Using (2) and (3) in (1), we get
$
\begin{aligned}
\mathrm{P}[\mathrm{A} \cup \mathrm{B} \cup \mathrm{C}]= & \mathrm{P}(\mathrm{A})+\mathrm{P}(\mathrm{B})+\mathrm{P}(\mathrm{C})-\mathrm{P}(\mathrm{B} \cap \mathrm{C}) \\
& -\mathrm{P}(\mathrm{A} \cap \mathrm{B})-\mathrm{P}(\mathrm{A} \cap \mathrm{C})+\mathrm{P}(\mathrm{A} \cap \mathrm{B} \cap \mathrm{C})
\end{aligned}
$

Example 4

In a relay race there are five teams A, B, C, D and E.
(a) What is the probability that A, B and C finish first, second and third, respectively.
(b) What is the probability that $\mathrm{A}, \mathrm{B}$ and $\mathrm{C}$ are first three to finish (in any order) (Assume that all finishing orders are equally likely)

Solution

If we consider the sample space consisting of all finishing orders in the first three places, we will have ${ }^5 \mathrm{P}_3$, i.e., $\frac{5!}{(5-3)!}=5 \times 4 \times 3=60$ sample points, each with a probability of $\frac{1}{60}$.
(a) A, B and C finish first, second and third, respectively. There is only one finishing order for this, i.e., $\mathrm{ABC}$.
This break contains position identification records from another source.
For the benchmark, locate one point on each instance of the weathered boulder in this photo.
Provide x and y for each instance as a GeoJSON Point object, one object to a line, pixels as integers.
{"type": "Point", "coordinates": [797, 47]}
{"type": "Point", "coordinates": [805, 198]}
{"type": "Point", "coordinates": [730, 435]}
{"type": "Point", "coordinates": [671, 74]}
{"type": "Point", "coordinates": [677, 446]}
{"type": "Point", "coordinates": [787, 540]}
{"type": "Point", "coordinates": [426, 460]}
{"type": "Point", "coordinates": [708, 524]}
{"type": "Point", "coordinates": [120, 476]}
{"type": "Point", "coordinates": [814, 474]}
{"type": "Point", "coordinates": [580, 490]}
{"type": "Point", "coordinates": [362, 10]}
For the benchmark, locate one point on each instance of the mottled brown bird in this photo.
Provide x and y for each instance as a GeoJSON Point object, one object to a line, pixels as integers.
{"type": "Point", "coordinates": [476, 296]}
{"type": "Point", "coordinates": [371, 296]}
Thus $\mathrm{P}\left(\mathrm{A}, \mathrm{B}\right.$ and $\mathrm{C}$ finish first, second and third respectively) $=\frac{1}{60}$.
(b) $\mathrm{A}, \mathrm{B}$ and $\mathrm{C}$ are the first three finishers. There will be 3 ! arrangements for $\mathrm{A}, \mathrm{B}$ and $\mathrm{C}$. Therefore, the sample points corresponding to this event will be 3 ! in number.

$\text { So } \quad \mathrm{P}(\mathrm{A}, \mathrm{B} \text { and } \mathrm{C} \text { are first three to finish })=\frac{3!}{60}=\frac{6}{60}=\frac{1}{10}$